LOVE・BATTLE
子供の頃、私はいつだって強かった。世界一強いと信じていた。
この世で、私を脅かす者はいなかった。…ほんとよ。
気持ちのいい昼前の一時。
「お疲れ様でした」
アリーナは笑顔で振り向く。そこにはテラスにお茶の準備を整えたクリフトが立っていた。
「クリフトも終わったの?」
ドレスをふわりとなびかせ、アリーナはクリフトの元へ歩んだ。
あの冒険から何年か数えるが、アリーナの足さばきは全く衰えていなかった。
「ええ、少し早く終わりましたので、一緒にお茶でもさせていただこうかと思いまして。
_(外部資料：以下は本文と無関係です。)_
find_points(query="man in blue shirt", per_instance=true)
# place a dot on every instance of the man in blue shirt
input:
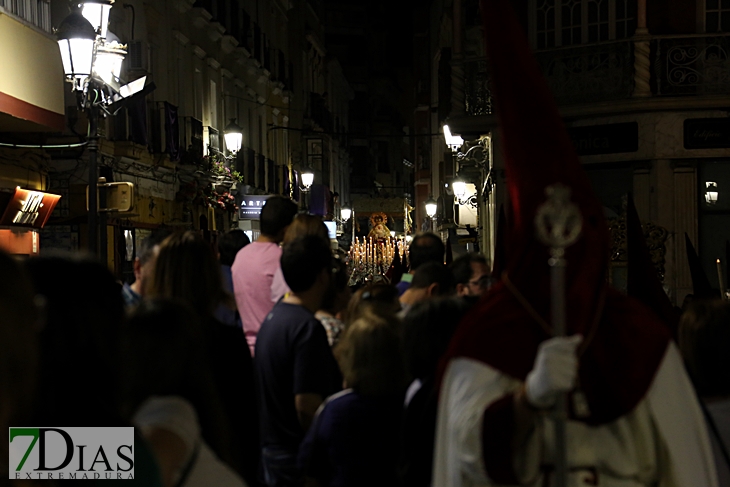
(295, 368)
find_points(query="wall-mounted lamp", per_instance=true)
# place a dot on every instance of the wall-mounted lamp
(345, 214)
(233, 134)
(453, 142)
(711, 192)
(431, 207)
(459, 187)
(307, 179)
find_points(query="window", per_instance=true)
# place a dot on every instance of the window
(717, 15)
(555, 23)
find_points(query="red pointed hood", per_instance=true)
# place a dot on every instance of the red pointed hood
(624, 342)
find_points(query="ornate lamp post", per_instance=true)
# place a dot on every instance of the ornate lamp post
(431, 209)
(93, 66)
(307, 181)
(233, 134)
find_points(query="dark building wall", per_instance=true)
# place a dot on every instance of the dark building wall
(671, 16)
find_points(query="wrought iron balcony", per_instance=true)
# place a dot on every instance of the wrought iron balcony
(692, 65)
(611, 71)
(37, 13)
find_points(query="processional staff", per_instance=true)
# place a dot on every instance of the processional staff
(558, 225)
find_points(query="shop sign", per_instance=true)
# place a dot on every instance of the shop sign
(250, 207)
(27, 208)
(707, 133)
(605, 139)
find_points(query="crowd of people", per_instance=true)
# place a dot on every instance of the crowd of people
(240, 364)
(342, 387)
(254, 363)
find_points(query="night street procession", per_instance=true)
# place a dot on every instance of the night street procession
(339, 243)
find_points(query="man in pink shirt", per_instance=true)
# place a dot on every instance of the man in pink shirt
(255, 265)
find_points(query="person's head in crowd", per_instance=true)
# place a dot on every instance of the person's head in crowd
(164, 356)
(229, 244)
(276, 216)
(704, 340)
(425, 247)
(375, 299)
(471, 275)
(370, 358)
(427, 330)
(306, 264)
(144, 261)
(338, 294)
(84, 312)
(305, 224)
(431, 280)
(19, 327)
(186, 268)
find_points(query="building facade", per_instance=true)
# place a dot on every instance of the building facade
(642, 86)
(260, 64)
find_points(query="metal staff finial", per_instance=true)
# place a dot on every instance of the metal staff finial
(558, 225)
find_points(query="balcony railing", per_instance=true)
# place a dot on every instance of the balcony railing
(37, 12)
(589, 73)
(695, 65)
(677, 66)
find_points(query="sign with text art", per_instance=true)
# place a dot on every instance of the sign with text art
(27, 208)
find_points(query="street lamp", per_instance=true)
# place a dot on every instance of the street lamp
(459, 187)
(431, 208)
(345, 214)
(93, 66)
(233, 134)
(454, 142)
(76, 38)
(307, 179)
(711, 192)
(97, 13)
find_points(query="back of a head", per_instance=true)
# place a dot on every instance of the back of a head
(84, 315)
(302, 260)
(461, 267)
(434, 273)
(370, 357)
(164, 355)
(230, 243)
(338, 286)
(146, 250)
(375, 299)
(186, 269)
(704, 339)
(276, 215)
(427, 330)
(305, 224)
(426, 247)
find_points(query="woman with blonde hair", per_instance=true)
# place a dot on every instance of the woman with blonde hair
(186, 268)
(354, 440)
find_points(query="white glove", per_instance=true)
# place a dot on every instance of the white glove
(555, 371)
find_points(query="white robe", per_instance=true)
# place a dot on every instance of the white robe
(663, 442)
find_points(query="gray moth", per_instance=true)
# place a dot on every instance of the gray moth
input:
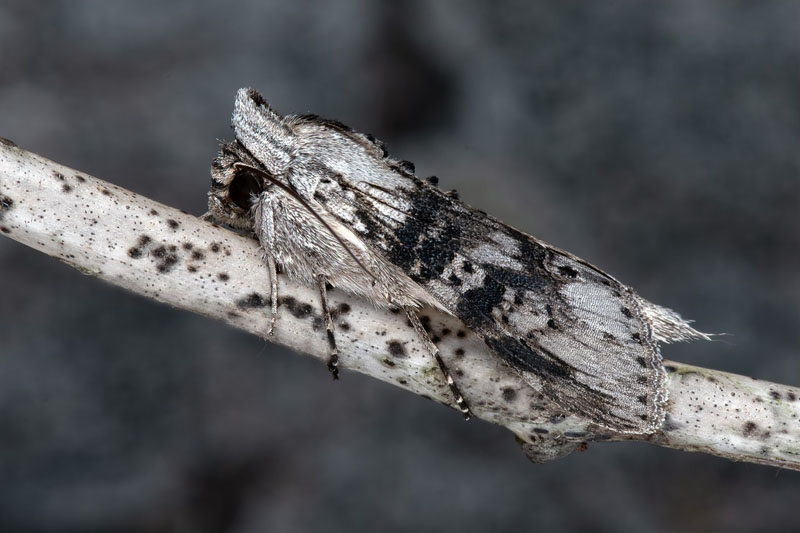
(331, 208)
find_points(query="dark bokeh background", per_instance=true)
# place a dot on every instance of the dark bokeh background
(659, 141)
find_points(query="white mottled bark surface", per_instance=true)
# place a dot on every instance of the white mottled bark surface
(176, 258)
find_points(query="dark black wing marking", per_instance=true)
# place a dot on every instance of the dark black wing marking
(570, 329)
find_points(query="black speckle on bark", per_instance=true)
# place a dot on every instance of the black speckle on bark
(396, 348)
(251, 301)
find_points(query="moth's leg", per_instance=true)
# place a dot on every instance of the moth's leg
(273, 292)
(461, 403)
(333, 352)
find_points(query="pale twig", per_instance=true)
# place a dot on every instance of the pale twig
(176, 258)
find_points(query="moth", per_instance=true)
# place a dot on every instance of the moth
(331, 208)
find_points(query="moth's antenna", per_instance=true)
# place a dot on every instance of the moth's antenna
(291, 192)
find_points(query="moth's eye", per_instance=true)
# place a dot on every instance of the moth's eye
(244, 185)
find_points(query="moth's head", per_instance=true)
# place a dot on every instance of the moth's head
(299, 151)
(264, 141)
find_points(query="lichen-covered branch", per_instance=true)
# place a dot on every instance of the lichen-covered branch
(176, 258)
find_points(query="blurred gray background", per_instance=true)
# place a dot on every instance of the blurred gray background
(659, 141)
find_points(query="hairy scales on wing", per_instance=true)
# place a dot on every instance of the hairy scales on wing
(575, 333)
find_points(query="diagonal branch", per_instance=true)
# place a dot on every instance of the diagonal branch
(176, 258)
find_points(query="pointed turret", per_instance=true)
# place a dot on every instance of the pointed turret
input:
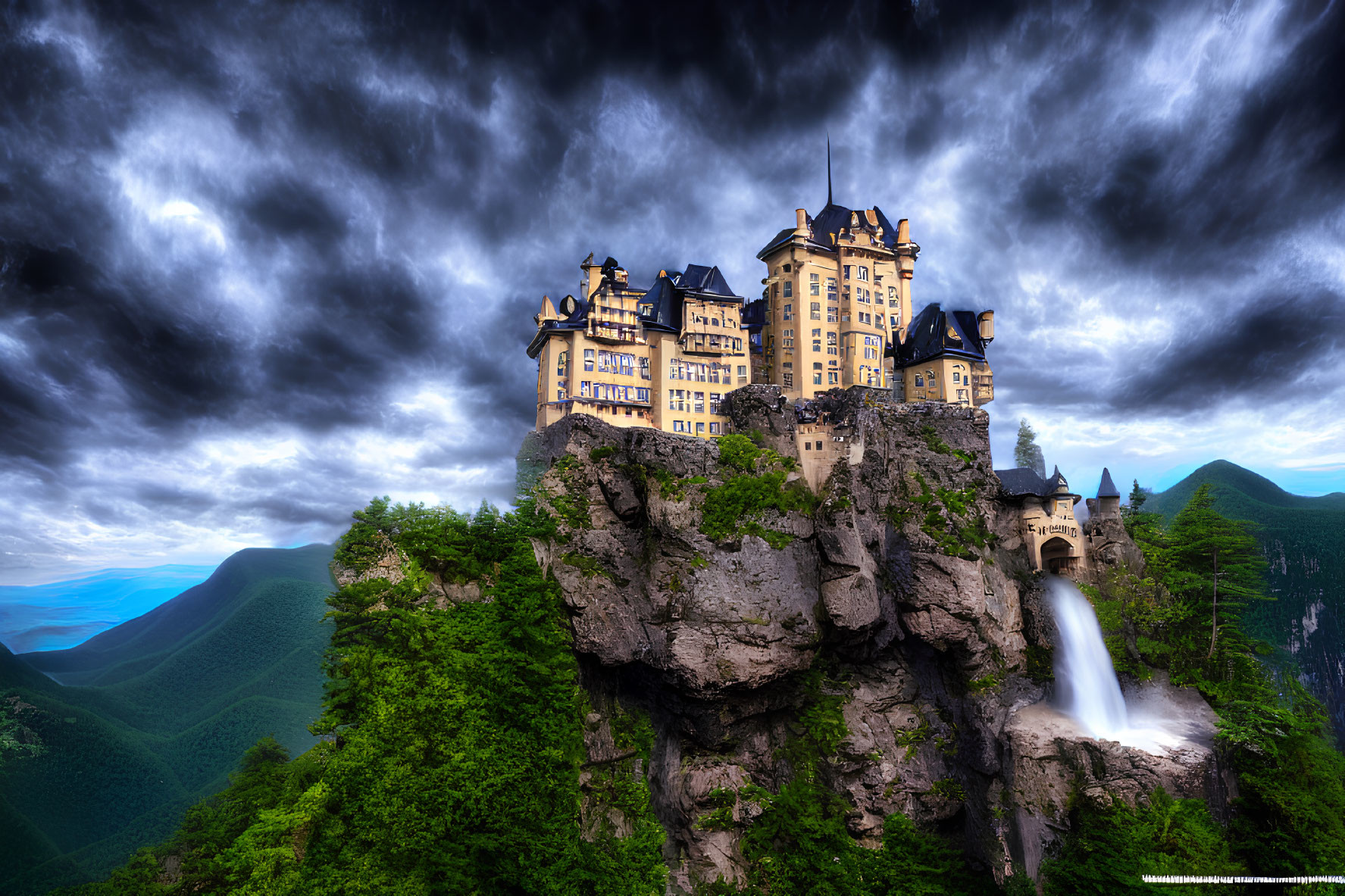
(1109, 497)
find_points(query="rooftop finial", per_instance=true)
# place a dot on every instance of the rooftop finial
(829, 167)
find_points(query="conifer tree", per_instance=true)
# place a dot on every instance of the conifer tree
(1027, 452)
(1216, 559)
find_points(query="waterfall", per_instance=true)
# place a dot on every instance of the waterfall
(1086, 682)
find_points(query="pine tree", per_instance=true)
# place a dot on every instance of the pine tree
(1028, 452)
(1218, 560)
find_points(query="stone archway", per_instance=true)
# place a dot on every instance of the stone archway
(1059, 556)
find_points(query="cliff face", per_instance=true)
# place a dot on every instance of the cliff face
(907, 576)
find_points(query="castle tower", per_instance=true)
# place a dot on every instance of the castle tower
(837, 296)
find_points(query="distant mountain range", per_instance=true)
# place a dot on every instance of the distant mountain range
(1305, 542)
(154, 713)
(62, 613)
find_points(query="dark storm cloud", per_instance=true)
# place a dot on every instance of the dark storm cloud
(1270, 350)
(280, 230)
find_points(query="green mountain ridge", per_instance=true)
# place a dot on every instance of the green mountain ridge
(144, 719)
(1303, 539)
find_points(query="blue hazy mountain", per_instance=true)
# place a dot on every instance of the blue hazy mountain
(152, 715)
(1303, 540)
(64, 613)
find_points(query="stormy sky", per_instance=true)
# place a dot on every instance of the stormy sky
(260, 263)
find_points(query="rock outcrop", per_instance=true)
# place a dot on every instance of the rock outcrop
(907, 575)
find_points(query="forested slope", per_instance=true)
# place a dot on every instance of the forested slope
(155, 713)
(1303, 540)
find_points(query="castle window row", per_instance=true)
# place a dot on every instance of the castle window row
(608, 392)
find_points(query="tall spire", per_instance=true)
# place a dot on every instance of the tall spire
(829, 168)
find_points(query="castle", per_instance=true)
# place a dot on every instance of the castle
(834, 312)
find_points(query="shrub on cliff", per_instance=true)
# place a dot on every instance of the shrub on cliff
(455, 762)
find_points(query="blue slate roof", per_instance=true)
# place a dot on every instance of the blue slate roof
(833, 220)
(928, 336)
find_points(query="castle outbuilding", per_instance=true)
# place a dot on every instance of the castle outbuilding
(661, 357)
(1046, 517)
(943, 357)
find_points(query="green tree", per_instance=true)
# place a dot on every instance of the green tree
(1027, 452)
(1215, 559)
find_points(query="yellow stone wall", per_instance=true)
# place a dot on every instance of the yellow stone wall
(628, 376)
(830, 315)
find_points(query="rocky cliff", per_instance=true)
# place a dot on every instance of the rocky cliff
(704, 587)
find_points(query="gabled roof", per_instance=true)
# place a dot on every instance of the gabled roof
(670, 291)
(1018, 482)
(709, 282)
(833, 220)
(928, 336)
(1056, 482)
(1107, 489)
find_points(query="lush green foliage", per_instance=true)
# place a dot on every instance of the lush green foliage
(799, 844)
(456, 745)
(1027, 452)
(161, 715)
(739, 504)
(1112, 847)
(1290, 818)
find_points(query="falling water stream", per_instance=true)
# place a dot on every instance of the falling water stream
(1086, 682)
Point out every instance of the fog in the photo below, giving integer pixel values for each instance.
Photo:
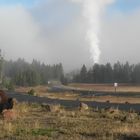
(54, 31)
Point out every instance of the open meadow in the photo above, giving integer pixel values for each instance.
(123, 90)
(54, 122)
どうぞ。」
クリフトがなれた様子でアリーナの前のカップに紅茶を淹れる。
「どうですか?そろそろ新しいご政務には慣れられましたか?」
「うーん、少しはね。でもやっぱりこんなぴらぴらしたの着て、じっと座ってるのってなんだか戦ってるより疲れるわ。
…お父様って凄いのね。まだまだ勉強しなくちゃ。」
そこまで言ってアリーナは紅茶に口をつけた。
「おいしいですか?今日はアッサムです。」
「ええ、おいしい!…ねえ?クリフト?」
なぜかすこしだけ膨れながら、アリーナは言う。
「クリフトも座ったら?」
「あ、すいません。失礼しました。」
そう言って、クリフトは座る。そうしてクリフトも紅茶に口をつける。クリフトは笑顔で言う。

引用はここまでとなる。